Specifying the bleed area and printers marks in PDF files


    Bleed is the amount of artwork that falls outside of the printing bounding box, or outside the crop marks and trim marks. You can include bleed in your artwork as a margin of error--to ensure that the ink extends all the way to the edge of the page after the page is trimmed or to ensure that an image can be stripped into a keyline in a document.

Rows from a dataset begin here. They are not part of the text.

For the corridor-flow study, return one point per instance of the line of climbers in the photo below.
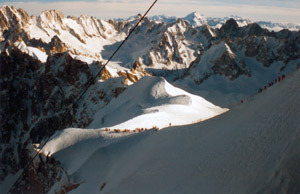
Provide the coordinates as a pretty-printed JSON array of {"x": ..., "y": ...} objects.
[{"x": 277, "y": 80}]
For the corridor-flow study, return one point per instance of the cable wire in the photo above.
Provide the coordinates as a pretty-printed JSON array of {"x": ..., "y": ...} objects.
[{"x": 90, "y": 83}]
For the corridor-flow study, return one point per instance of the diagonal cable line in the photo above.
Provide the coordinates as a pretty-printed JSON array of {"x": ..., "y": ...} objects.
[{"x": 90, "y": 83}]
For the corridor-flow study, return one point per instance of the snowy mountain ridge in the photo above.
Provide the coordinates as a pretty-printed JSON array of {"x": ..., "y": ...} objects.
[{"x": 172, "y": 71}]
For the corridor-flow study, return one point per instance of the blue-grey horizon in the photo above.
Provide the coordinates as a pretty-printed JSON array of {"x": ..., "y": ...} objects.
[{"x": 287, "y": 11}]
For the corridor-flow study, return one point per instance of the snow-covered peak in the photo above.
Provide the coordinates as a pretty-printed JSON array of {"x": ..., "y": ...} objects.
[
  {"x": 155, "y": 103},
  {"x": 164, "y": 18},
  {"x": 51, "y": 16},
  {"x": 196, "y": 19},
  {"x": 31, "y": 51}
]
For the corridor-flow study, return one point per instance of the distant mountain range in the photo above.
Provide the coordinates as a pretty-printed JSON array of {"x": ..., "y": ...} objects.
[
  {"x": 171, "y": 71},
  {"x": 197, "y": 19}
]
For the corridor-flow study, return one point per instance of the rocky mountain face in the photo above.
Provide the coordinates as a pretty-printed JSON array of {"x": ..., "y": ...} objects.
[{"x": 47, "y": 61}]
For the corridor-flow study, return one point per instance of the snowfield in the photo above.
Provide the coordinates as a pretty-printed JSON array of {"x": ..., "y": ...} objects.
[
  {"x": 253, "y": 148},
  {"x": 154, "y": 102}
]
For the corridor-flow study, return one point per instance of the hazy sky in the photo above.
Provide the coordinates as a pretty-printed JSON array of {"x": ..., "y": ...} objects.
[{"x": 267, "y": 10}]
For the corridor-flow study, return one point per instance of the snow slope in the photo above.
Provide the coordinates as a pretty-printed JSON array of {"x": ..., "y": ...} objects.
[
  {"x": 154, "y": 102},
  {"x": 253, "y": 148}
]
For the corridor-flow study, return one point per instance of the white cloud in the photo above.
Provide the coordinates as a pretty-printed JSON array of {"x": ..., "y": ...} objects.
[{"x": 125, "y": 8}]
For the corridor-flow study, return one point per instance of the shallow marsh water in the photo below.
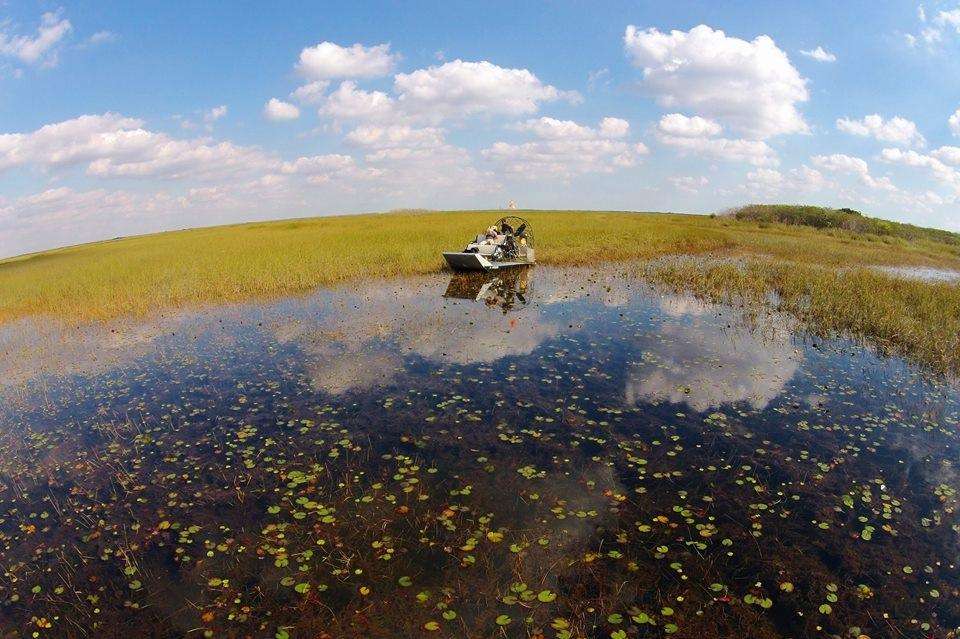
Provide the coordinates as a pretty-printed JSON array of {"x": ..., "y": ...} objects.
[
  {"x": 557, "y": 453},
  {"x": 923, "y": 273}
]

    The Marks & Bleed area of the Adobe PDF Options dialog box lets you specify the extent of the bleed and add a variety of printers marks to the file.

    All Printer's Marks

    Enables all printers marks (Trim Marks, Registration Marks, Color Bars, and Page Information) in the PDF file.

    Printer Mark Type

    Lets you choose Roman printers marks, or Japanese marks for pages printed in Asian languages.

    Trim Marks

    Places a mark at each corner of the trim area to indicate the PDF trim box boundaries.

    Trim Mark Weight

    Determines the stroke weight of the trim marks.

    Registration Marks

    Places marks outside the crop area for aligning the different separations in a color document.

    Offset

    Determines the distance of all printer's marks from the edge of the artboard. The trim marks are at the edge of the space determined by the offset.

    Color Bars

    Adds a small square of color for each spot or process color. Spot colors converted to process colors are represented using process colors. Your service provider uses these marks to adjust ink density on the printing press.

    Page Information

    Places page information outside the crop area of the page. Page information includes the filename, page number, current date and time, and color separation name.

    Bleed Top, Bottom, Left, Right

    Controls the bleeds for the artwork. When the Link Bleeds icon button is selected, these four values are proportional--editing one will update the values in the other three.